Harvard physicists have shown that specially treated
diamond coatings can keep water frozen at body temperature, a finding
that may have applications in future medical implants. Doctoral student
Alexander Wissner-Gross and Efthimios Kaxiras, physics professor and Gordon
McKay Professor of Applied Physics, spent a year building and examining
computer models that showed that a layer of diamond coated with sodium
atoms will keep water frozen up to 108 degrees Fahrenheit.
In ice, water molecules are arranged in a rigid framework
that gives the substance its hardness. The process of melting is somewhat
like a building falling down: pieces that had been arranged into a rigid
structure move and flow against one another, becoming liquid water. The
computer model shows that whenever a water molecule near the diamond-sodium
surface starts to fall out of place, the surface stabilizes it and reassembles
the crystalline ice structure.
Simulations show that the process works only for layers
of ice so thin they're just a few molecules wide - three nanometers at
room temperature and two nanometers at body temperature. A nanometer is
a billionth of a meter. The layer should be thick enough to form a biologically
compatible shield over the diamond surface and to make diamond coatings
more useful in medical devices, Wissner-Gross said.
The work is not the first showing that water can freeze at high temperatures.
Dutch scientists had shown previously that ice can form at room temperature
if placed between a tiny tungsten tip and a graphite surface. Kaxiras
and Wissner-Gross's work shows that ice can be maintained over a
large area at body temperature and pressure.

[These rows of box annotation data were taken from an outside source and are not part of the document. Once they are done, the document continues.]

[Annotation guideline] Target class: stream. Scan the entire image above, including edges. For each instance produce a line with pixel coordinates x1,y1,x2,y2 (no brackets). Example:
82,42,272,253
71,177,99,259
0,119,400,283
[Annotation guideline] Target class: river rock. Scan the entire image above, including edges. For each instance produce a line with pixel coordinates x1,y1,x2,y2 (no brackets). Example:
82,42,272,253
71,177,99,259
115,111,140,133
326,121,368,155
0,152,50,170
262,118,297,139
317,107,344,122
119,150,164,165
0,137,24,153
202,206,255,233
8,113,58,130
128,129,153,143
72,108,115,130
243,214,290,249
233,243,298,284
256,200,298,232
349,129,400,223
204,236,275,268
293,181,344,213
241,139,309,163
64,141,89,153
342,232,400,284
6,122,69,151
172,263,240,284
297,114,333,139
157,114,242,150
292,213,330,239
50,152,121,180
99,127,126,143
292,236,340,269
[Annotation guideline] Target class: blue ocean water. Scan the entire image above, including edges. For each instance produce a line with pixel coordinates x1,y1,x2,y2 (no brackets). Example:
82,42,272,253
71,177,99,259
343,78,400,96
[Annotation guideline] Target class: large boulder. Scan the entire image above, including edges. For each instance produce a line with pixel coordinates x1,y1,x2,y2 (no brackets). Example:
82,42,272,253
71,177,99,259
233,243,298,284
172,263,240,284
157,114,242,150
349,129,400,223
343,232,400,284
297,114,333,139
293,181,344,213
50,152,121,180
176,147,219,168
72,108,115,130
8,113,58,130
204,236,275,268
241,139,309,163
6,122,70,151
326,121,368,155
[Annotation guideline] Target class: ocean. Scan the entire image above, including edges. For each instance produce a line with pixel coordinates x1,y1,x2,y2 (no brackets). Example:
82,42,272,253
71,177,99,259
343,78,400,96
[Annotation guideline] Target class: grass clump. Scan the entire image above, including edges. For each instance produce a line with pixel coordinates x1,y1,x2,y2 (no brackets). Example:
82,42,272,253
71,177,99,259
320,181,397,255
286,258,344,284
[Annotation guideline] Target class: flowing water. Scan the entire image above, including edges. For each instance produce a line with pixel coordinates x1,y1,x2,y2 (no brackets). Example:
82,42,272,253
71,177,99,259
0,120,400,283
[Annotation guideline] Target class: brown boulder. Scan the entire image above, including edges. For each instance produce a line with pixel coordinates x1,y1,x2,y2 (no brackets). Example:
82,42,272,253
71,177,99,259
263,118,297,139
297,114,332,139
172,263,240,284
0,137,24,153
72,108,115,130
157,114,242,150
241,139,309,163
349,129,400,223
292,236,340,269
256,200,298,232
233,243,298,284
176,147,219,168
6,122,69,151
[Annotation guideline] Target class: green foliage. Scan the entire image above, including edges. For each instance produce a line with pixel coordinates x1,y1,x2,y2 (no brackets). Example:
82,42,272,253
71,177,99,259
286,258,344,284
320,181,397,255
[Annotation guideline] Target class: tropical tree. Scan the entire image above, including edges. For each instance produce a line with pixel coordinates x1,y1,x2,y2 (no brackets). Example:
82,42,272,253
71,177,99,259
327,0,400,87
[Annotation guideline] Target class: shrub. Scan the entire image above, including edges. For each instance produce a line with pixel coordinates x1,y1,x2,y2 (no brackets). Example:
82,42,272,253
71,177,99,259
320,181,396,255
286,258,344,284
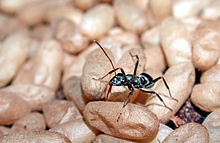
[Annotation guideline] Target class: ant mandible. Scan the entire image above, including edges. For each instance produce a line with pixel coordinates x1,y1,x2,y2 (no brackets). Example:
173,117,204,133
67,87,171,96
94,40,178,122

Device manufacturers have been considering using diamond coatings in
medical implants because of their hardness. Concerns have been raised,
however, because the coatings are difficult to get absolutely smooth,
abrasion of the tissue surrounding the implant could result, and that
diamond might have a higher chance of causing blood clots than other materials.

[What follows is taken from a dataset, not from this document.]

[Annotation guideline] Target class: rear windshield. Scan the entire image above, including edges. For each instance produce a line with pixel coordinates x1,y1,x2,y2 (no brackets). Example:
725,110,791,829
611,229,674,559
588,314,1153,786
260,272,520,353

Wissner-Gross said a two-nanometer layer of ice would
just fill the pits in the diamond surface, smoothing it out and discouraging
clotting proteins from attaching to the surface. "It should be just soft
enough and water-friendly enough to smooth out diamond's disadvantages,"
Wissner-Gross said.
Wissner-Gross and Kaxiras are planning experiments to confirm the computerized
findings in the real world. Wissner-Gross said they expect results within
a year.
"We're reasonably confident we'll be able to realize
the effect experimentally," Wissner-Gross said. Wissner-Gross, who has
been a doctoral student at Harvard since 2003, said the research grew
out of an interest in the physical interaction of nanostructured surfaces
with molecules that are biologically relevant, such as water. Diamond
films are growing cheaper, Wissner-Gross said, and as their cost declines
the array of possible uses of the material grows wider.

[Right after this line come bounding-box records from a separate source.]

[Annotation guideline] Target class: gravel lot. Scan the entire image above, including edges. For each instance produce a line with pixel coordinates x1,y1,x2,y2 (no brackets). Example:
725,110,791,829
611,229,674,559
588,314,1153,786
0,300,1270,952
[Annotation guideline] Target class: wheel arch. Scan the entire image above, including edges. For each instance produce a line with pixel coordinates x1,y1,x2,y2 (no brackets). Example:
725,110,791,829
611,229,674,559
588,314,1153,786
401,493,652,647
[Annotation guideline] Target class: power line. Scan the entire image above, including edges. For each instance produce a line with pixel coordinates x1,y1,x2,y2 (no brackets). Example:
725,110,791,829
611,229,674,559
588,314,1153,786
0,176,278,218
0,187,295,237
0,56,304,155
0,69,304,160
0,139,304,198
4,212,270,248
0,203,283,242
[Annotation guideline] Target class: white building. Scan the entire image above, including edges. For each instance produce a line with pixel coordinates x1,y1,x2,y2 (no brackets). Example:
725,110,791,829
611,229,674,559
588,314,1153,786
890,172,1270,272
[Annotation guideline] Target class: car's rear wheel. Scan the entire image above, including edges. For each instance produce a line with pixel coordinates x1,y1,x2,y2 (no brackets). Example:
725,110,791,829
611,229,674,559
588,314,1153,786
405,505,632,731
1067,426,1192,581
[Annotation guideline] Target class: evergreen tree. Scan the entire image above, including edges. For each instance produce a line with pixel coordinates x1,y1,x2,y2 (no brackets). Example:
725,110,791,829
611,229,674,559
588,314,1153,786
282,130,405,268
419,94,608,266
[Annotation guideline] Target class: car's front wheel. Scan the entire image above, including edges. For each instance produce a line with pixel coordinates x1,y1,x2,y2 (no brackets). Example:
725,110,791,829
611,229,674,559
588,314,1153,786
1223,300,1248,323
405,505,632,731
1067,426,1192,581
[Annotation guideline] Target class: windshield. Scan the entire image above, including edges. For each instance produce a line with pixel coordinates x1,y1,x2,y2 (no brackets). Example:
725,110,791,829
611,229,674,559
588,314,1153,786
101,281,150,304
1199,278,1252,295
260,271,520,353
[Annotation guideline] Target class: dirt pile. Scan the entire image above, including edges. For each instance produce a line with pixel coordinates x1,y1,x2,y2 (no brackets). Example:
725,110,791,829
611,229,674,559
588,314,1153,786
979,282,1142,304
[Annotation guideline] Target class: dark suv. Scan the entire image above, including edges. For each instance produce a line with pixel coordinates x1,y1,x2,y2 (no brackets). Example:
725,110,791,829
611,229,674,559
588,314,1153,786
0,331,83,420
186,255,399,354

"We both had this notion that it would be very interesting
to combine theory with respect to diamond surfaces with what's going on
in cryobiology," Wissner-Gross said. "We were thinking about how we could
leverage this long-term trend [of declining prices] to do something interesting
in the medical field." The work has won Wissner-Gross the 2007 Dan David
Prize Scholarship from Tel Aviv University and the 2007 Graduate Student
Silver Award from the Materials Research Society.
Wissner-Gross, who expects to graduate in June 2008, said he plans to
continue work not only on this project, but on other efforts concerning
the physics of surfaces that have novel properties.